De in deze zaak relevante wettelijke bepalingen luidden in de tenlastegelegde periode zoals hierna is weergegeven. Het hof heeft niet vastgesteld dat sprake is van een geval ‑ zoals bedoeld in de conclusie van de advocaat-generaal onder 44 - waarin de toepasselijkheid van die bepalingen op grond van artikel 22.1 lid 2 (oud) Wm is uitgezonderd, zodat in cassatie van die toepasselijkheid moet worden uitgegaan.
- Artikel 8.1 leden 1 en 3 (oud) Wm, zoals die luidden tussen 1 oktober 2000 en 1 januari 2008:
“1. Het is verboden zonder daartoe verleende vergunning een inrichting:
a. op te richten;
b. te veranderen of de werking daarvan te veranderen;
c. in werking te hebben.
(...)
3. Het verbod bedoeld in het eerste lid, onder b, geldt niet met betrekking tot veranderingen van de inrichting of van de werking daarvan die in overeenstemming zijn met de voor de inrichting verleende vergunning en de daaraan verbonden beperkingen en voorschriften.”
- Artikel 8.1 (oud) Wm, zoals dat luidde tussen 1 januari 2008 en 1 oktober 2010:
“1. Het is verboden zonder daartoe verleende vergunning een inrichting waartoe een gpbvinstallatie behoort:
a. op te richten;
b. te veranderen of de werking daarvan te veranderen;
c. in werking te hebben.
2. Bij algemene maatregel van bestuur kunnen andere categorieën van inrichtingen worden aangewezen, waarvoor de in het eerste lid bedoelde verboden gelden.

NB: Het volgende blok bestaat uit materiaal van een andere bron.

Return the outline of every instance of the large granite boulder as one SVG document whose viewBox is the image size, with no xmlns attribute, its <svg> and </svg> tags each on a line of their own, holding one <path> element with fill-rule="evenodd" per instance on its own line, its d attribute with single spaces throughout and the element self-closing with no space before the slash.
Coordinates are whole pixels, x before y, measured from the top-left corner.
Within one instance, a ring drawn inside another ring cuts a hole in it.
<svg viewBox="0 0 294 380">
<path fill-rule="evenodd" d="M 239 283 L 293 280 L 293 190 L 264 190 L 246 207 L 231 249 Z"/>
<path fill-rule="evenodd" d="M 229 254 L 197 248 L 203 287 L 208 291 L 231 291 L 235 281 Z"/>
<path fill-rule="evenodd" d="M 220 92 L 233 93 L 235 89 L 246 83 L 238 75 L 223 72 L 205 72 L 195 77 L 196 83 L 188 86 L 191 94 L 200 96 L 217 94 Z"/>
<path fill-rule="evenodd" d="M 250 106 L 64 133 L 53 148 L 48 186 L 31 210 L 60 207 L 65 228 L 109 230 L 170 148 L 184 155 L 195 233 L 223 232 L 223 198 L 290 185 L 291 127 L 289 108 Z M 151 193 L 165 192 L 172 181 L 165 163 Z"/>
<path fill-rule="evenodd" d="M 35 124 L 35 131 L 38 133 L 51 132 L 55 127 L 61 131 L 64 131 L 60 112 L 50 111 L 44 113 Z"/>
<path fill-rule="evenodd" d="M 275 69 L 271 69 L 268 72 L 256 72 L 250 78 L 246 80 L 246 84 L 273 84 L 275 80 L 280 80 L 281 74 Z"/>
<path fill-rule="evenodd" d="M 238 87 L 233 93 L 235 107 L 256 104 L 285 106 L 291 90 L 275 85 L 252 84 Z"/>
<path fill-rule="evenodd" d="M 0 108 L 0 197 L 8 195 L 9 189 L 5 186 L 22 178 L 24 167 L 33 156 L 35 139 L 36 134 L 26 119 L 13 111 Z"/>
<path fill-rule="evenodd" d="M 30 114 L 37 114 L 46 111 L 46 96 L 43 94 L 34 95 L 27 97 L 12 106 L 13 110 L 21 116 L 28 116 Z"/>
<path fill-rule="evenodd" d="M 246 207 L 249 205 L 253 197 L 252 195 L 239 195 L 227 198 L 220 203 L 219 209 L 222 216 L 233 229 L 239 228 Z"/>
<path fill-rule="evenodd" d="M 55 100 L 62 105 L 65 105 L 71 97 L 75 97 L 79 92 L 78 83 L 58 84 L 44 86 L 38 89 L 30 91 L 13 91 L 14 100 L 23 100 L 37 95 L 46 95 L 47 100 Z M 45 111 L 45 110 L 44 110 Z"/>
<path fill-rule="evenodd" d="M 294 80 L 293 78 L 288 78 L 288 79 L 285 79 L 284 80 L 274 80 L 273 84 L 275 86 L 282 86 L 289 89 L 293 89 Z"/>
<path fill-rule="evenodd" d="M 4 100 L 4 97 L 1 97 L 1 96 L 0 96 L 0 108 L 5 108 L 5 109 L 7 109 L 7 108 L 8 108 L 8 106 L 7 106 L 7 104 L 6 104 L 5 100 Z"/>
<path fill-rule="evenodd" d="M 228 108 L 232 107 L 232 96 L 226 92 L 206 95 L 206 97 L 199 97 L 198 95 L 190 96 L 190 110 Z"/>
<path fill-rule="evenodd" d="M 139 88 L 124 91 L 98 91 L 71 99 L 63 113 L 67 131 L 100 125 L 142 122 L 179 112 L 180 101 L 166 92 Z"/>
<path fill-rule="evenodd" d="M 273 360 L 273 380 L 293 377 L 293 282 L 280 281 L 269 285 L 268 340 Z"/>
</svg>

3. Voor een inrichting als bedoeld in het eerste lid dan wel voor een inrichting die behoort tot een aangewezen categorie van inrichtingen als bedoeld in het tweede lid, geldt het verbod, bedoeld in het eerste lid, onder b, niet met betrekking tot veranderingen van die inrichting of van de werking daarvan, die in overeenstemming zijn met de voor de inrichting verleende vergunning en de daaraan verbonden beperkingen en voorschriften.
4. Voor een inrichting die behoort tot een aangewezen categorie van inrichtingen als bedoeld in het tweede lid, geldt het verbod, bedoeld in het eerste lid, onder b, evenmin met betrekking tot veranderingen van die inrichting of van de werking daarvan, voor zover daarop regels, gesteld krachtens een algemene maatregel van bestuur op grond van artikel 8.40, van toepassing zijn.”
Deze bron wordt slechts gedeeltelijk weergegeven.